1. Hierarchical clustering is another unsupervised machine learning algorithm, which is used to group the unlabeled datasets into a cluster.
2. Hierarchical Clustering creates clusters in a hierarchical tree-like structure (also called a Dendogram) as it creates a subset of similar data in a tree-like structure in which the root node corresponds to the entire data, and branches are created from the root node to form several clusters.

## Hierarchical Clustering Types

• Divisive Hierarchical Clustering: it is also termed as a top-down clustering approach. In this technique, entire data or observation is assigned to a signal cluster. The cluster is further split until there is one cluster for each data or observation.
• Agglomerative Hierarchical Clustering: It is popularly known as a bottom-up approach, wherein each data or observation is treated as its cluster.
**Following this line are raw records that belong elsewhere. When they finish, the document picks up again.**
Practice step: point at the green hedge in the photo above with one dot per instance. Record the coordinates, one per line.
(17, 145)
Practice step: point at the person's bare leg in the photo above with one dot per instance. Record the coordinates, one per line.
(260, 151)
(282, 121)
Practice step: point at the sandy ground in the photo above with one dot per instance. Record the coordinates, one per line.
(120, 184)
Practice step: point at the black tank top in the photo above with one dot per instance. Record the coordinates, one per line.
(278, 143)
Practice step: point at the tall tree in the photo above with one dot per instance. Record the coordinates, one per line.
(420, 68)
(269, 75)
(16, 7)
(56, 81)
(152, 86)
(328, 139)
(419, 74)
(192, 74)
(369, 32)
A pair of clusters are combined until all clusters are merged into one big cluster that contains all the data.

## Hierarchical Clustering Working

Both algorithms are exactly the opposite to each other. So we will cover Agglomerative Hierarchical clustering algorithm.

• Step 1: Create each data point as a single cluster. Let’s say there are N data points, so the number of clusters will also be N.
• Step 2: Take two closest data points or clusters and merge them to form one cluster. So, there will now be N-1 clusters.
• Step 3: Again, take the 2 closest clusters & merge them to form 1 cluster using linkage technique. There will be N-2 clusters.
• Step 4: Repeat steps 2 and 3 until all observations are clustered into one single cluster of size N.
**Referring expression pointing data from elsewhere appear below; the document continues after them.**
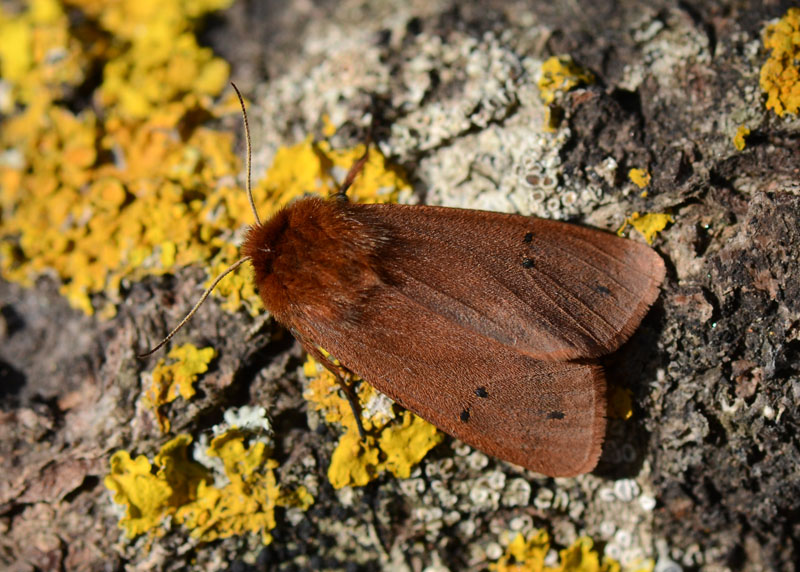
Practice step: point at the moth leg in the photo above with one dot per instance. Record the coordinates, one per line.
(343, 378)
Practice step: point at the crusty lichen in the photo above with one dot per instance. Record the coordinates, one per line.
(780, 74)
(395, 441)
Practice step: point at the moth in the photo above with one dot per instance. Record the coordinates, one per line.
(488, 325)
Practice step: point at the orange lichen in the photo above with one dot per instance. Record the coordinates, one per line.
(780, 74)
(395, 442)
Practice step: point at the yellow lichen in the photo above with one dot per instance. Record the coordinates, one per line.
(620, 402)
(639, 177)
(528, 555)
(648, 224)
(187, 491)
(780, 74)
(177, 379)
(137, 184)
(149, 498)
(561, 74)
(392, 444)
(739, 139)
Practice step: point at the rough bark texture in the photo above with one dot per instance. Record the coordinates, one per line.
(715, 368)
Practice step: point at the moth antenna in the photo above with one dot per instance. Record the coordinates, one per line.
(249, 154)
(341, 194)
(191, 313)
This technique is used for combining two clusters. Note that it’s the distance between clusters, and not individual observations.

## Determining Optimal Cluster No.

We can determine the optimal number of clusters by using Dendrogram. The number of clusters will be the number of vertical lines which are being intersected by the line drawn using the threshold or the longest vertical distance. Here number of clusters are 2.

• It is to understand and implement.
• We don’t have to pre-specify any particular number of clusters.
• They may correspond to meaningful classification.
• Easy to decide the number of clusters by merely looking at the Dendogram.